Of course you can go absolutely nuts with this:

ffmpeg -i inputvideo -vf "perspective=100:100:W/2,rotate=t,hue=h=t*30" othershit

Hardsubbing

While webplebs have developed their own WebVTT softsub format, 4chan currently doesn't allow it in WebM files. If you want to hardsub something, FFmpeg's "subtitles" filter can come in handy.

Because fast-seeking sets the time base to a different value, the subtitles will be off. This can be corrected through clever use of -copyts and the setpts filter. -copyts copies the timebase so subtitles are properly timed, and the proper setpts filter makes sure the output file properly starts at 0.

ffmpeg -ss 13:37 -i inputvideo -copyts -vf "subtitles=inputvideo,setpts=PTS-STARTPTS" -sn othershit

Note how the first parameter to the subtitles filter is the input video; this is assuming the subtitles are a track inside the input video. If they are not, you can specify a subtitle file. Fonts attached to the input file fill be automatically used as needed.

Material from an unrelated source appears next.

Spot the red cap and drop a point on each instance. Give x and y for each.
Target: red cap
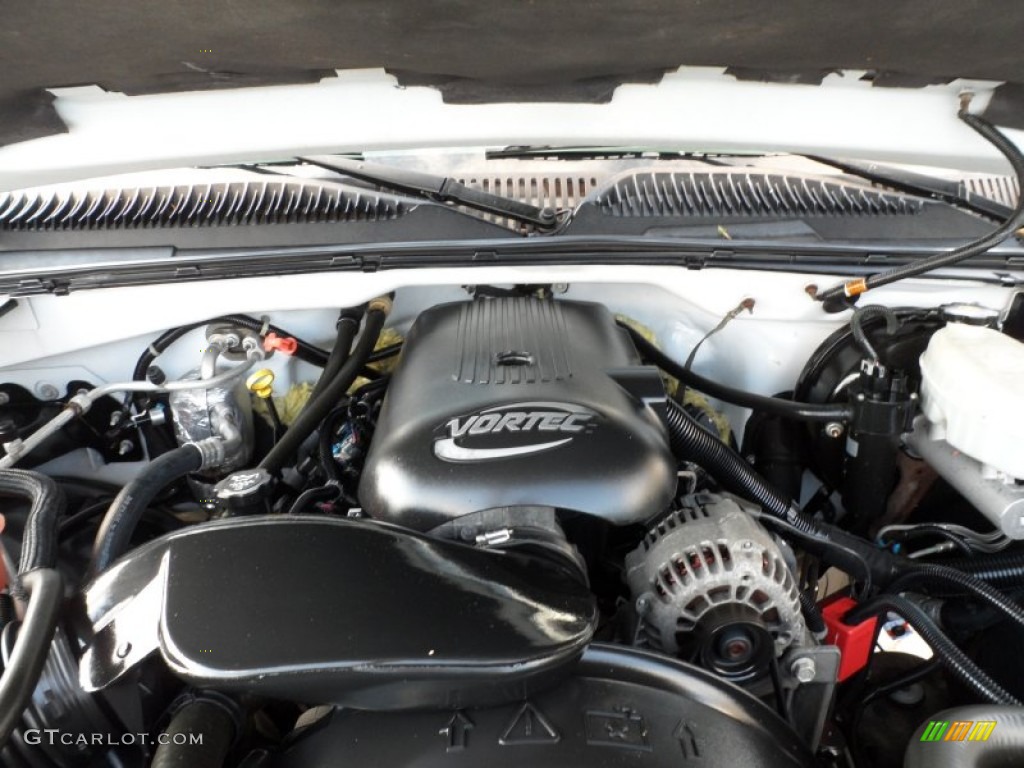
(285, 344)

-sn is passed in so FFmpeg doesn't automatically convert and output the input subs to WebVTT.

Audio Encoding

Some boards, notably /wsg/ and /gif/, also allow for audio in WebM files, and have a maximum file size of 4 MiB.

The WebM standard allows for both the Vorbis and Opus codecs for audio, though 4chan currently only allows the Vorbis codec. While Opus is superior to Vorbis (and as of the time of writing the best audio codec in the world), Vorbis itself is already superior to common audio codecs such as MPEG Layer-3 (commonly known as MP3).

General Considerations

Audio encoding is a bit different from video encoding, in that compressing human speech has pretty much been a solved problem for a while. While for today's standards quite poor, mobile phone speech codecs for telephone conversations provide acceptable quality for conversations at a bandwidth as little as 13 kbit/s. If you're messing with streaming on Twitch, you'll probably be using MP3 or AAC at bitrates from 128 kbit/s to 196 kbit/s. At those bitrates with the aforementioned codecs, and assuming they were encoded by proper encoders, many people will already not be able to recognise any difference compared to lossless audio.

In other words, don't needlessly waste bits on audio because some audiophile tells you to. Most codecs and encoders have been rigorously tested and designed around human speech, so even at low bitrates 4CC commentary should sound just fine.

Stream Copy

The first question you should ask yourself before encoding something is whether you actually even need to re-encode it. If the input file's audio stream is already in Vorbis format, and the bitrate works for the use-case, you can simply copy it.

ffmpeg -i inputvideo -c:a copy othershit

This has the advantage that objectively no quality is lost from the input audio stream. The obvious downside is that it only works for a very small subset of media files you may want to turn into WebM files. A tool such as mediainfo can tell you whether this is the case.

Encoding Vorbis

General syntax:

ffmpeg -i inputfile -c:a libvorbis othershit

The FFmpeg documentation specifies some other potentially useful options for libvorbis encoding, which this article won't go into. The reason for this omission is that for most use-cases they're redundant.

Warning: Do NOT use the vorbis encoder, but libvorbis. The former is garbage. I'm not sure why it's even still kept around.

VBR Encoding

The recommended way of encoding is to use a variable bitrate, so the encoder can be as flexible as possible when it comes to allocating bits.

The associated option for this method of encoding is -q:a, which sets the constant quality level. Higher means better quality, lower means worse quality, so it's exactly the other way around compared to the related options from the video encoding section.

The quality level can vary from -1.0 to 10.0, the default being 3.0. This is a floating point value, so you may use numbers such as 3.14 and so on. I recommend a level above 4.

ABR Encoding

Sometimes, you want to know exactly how big your file gets or want a predictable bitrate in the output. In that case, ABR is useful.

The -b:a option sets the bitrate for ABR mode. While libvorbis is usable at 96 kbit/s, the recommended range is above 128 kbit/s. 128 kbit/s should probably already be good enough for 4CC VODs.